“Dicen que Miguel Ángel Buonarroti, antes de empezar una escultura, iba a la cantera para sacar el mejor bloque para su nueva obra. Para ello debía sentirlo, acariciarlo, entrar en él para conectar con su esencia. Así sabía si ese bloque era el que él necesitaba para su obra”. En esto pensaba cuando terminé de hacer la maleta. Cogí las llaves del coche; revisé que todo estuviera en orden en el piso y cerré la puerta.
Empieza la aventura de mi nueva
exposición. Esta vez, el entorno elegido ha sido un precioso parque a las
afueras de una pequeña ciudad rodeada de naturaleza. El precioso río, que fluye
con gran ímpetu creando el eterno movimiento de la vida, divide la ciudad en
dos y su simbología y fuerza me cautivaron. El agua tiene un poder
sorprendente sobre mí; me quedo absorto mirando la belleza del baile entre el
aire y el agua, acompañado de la armonía natural del canto de los pájaros y el
saludo de las ramas de los árboles donde algunas hojas doradas bailan su último
baile.
Mi escultura es un tanto singular, pues,
según el ángulo de observación, será visible o invisible porque está hecha de
piedra e hilos de cristal transparentes y, según la luz y los ojos del
observador, se verá en su conjunto o solo en parte.

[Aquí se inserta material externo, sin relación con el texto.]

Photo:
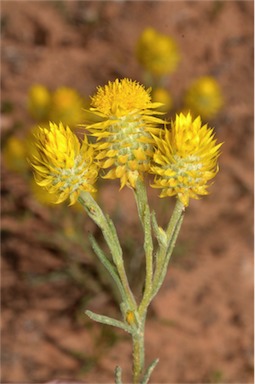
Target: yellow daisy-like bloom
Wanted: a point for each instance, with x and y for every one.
(185, 159)
(63, 165)
(157, 53)
(124, 142)
(204, 97)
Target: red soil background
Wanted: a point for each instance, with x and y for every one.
(201, 324)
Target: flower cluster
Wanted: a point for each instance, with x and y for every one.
(131, 139)
(185, 159)
(124, 134)
(63, 165)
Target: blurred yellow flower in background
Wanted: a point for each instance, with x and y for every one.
(204, 97)
(39, 102)
(66, 107)
(157, 53)
(124, 142)
(161, 95)
(15, 155)
(185, 159)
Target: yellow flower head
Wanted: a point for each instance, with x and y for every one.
(124, 141)
(185, 159)
(66, 107)
(39, 101)
(157, 53)
(204, 97)
(63, 165)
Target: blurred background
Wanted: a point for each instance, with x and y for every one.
(197, 56)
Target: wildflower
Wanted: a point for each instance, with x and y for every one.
(157, 53)
(39, 101)
(204, 97)
(66, 107)
(63, 165)
(41, 195)
(185, 159)
(124, 142)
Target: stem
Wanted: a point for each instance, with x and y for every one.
(138, 353)
(165, 249)
(111, 238)
(144, 214)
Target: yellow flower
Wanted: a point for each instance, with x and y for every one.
(124, 141)
(157, 53)
(39, 101)
(63, 165)
(66, 107)
(41, 195)
(204, 97)
(185, 159)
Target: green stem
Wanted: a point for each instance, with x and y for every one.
(111, 238)
(138, 353)
(166, 248)
(144, 214)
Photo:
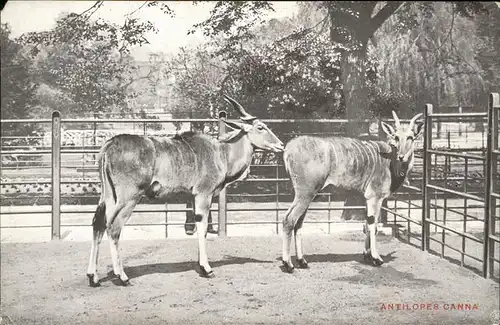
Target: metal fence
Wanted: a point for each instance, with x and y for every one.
(441, 159)
(457, 214)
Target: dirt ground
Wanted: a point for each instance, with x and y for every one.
(45, 283)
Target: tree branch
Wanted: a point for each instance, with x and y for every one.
(383, 14)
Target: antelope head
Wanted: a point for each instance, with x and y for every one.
(403, 137)
(258, 133)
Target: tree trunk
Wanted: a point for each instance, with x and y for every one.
(356, 104)
(352, 69)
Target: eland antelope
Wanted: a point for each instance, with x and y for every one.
(131, 166)
(374, 168)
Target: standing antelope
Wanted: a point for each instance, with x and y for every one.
(132, 165)
(374, 168)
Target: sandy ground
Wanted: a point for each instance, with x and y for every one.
(45, 283)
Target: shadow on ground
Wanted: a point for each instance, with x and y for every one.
(178, 267)
(341, 258)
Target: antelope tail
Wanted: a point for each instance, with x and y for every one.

Los antiguos escultores sabían que las
estatuas no son solo bloques de piedra vacíos, sino que tienen vida propia;
conocían la potencia que las habitaba. Los que trabajamos con el cincel sabemos
que hay que sacar lo superfluo de la piedra para que la imagen que vemos en
nuestra mente se realice; por ello sentimos esa entrañable relación de empatía
con ella.
Cuando llegamos a la orilla del parque por
donde el sol nace, percibí la vida en mi obra; mientras la instalábamos, sentí
cómo su energía se expandía al sentirse libre en medio de ese silencio de
belleza natural; cómo el viento la abrazaba junto a la calidez de los rayos del
sol. Durante la exposición sentí algo diferente en mi obra, una vibración de
alegría por la vida que la rodeaba, y se intensificó más cuando algunas
personas se acercaron y la acariciaron para sentir su fuerza. Comprendí en ese
momento que la humildad y el respeto que ofrecen las esculturas a las personas
que las admiran hacen que sean obras maestras.
La exposición fue todo un éxito, aunque
hubo poca asistencia; sin embargo, los pocos que fueron observaron que la
estatua estaba dividida en partes para que los ojos que la admiraran pudieran
imaginar creaciones en sus mentes —pies que bailan y avanzan; manos abiertas
que se llenan de alegría y tristeza; cabeza que muestra nuestra identidad de
ser libres o esclavos—. El conjunto es un jardín de fragancias que elevan
los sentidos, pero hay que tener un corazón abierto para ese sentimiento.
Cuando regresé a casa, algo había
cambiado, aunque todo estaba como lo había dejado; la luz del atardecer entraba
por la ventana y en ese momento me sentí estatua, lleno de vida, rodeado de
soledad, serenidad y silencio.
La aurora anunció la inminencia de un
nuevo día y, entre sueños, oí las palabras de mi maestro: “Sé consciente de tus
musas para ser consciente de tu inconsciente”.